Good on you. You’re so right that being well-prepared is such a help. Even when I really, really know the stuff (western civ, I’m looking at you), it helps to go over what you want to do that day and the readings assigned so you can make fresh points and refocus students when they wander a bit.
All that discussion energy must make you feel fabulous if more than a bit exhausted. Hoping you’re having a recuperating Wednesday!
18th century porno novel? What’s it called? Just asking for purely academic reasons, of course.
Well, there you go. You’re exactly right: research and teaching feed each others, while service really is off on its lonesome. It can be rewarding, but if it’s not, then it’s not worthy of the center of your professional life.
(And you have to do SO MUCH teaching that it really just makes sense to continue doing the other thing–research–that makes you excited to teach new & interesting stuff.)
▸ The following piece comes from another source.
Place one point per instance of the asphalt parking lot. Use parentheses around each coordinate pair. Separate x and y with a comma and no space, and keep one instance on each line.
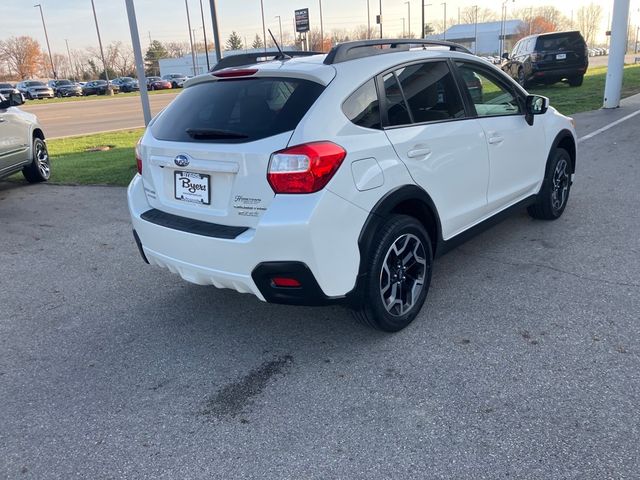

CPP – if you just did some googling you really could figure this out on your own but I won’t force you into doing your own research. Memoirs of a Woman of Pleasure,
Historiann – YES.
I meant to comment on Paula Deen too, but ran out of time. I just wanted to say that I too think it’s pretty cheesy that she’s shilling for a drug company as part of her rollout of her diabetes. . . BUT I’ve also read some interesting critiques of the Paula-hating that goes on. Some of her defenders have noted that there are loads of fat male chefs (Mario Batagli, etc.), and those guys, fat or thin (and esp. the French chefs) use loads of butterfat in their cooking, yet they don’t come in for the criticism that Deen gets. IOW, people who follow celebrity chefs much more closely than I do suggest that there’s both a class and gender bias in the criticism that Deen gets.
BTW, I don’t ever see Deen or use her recipes. The only celebrity chef whose recipes I have used on occasion (and to very good effect) is Nigella Lawson, and I wonder if it’s because I’d like occasionally to have boobs like hers. Just sayin’.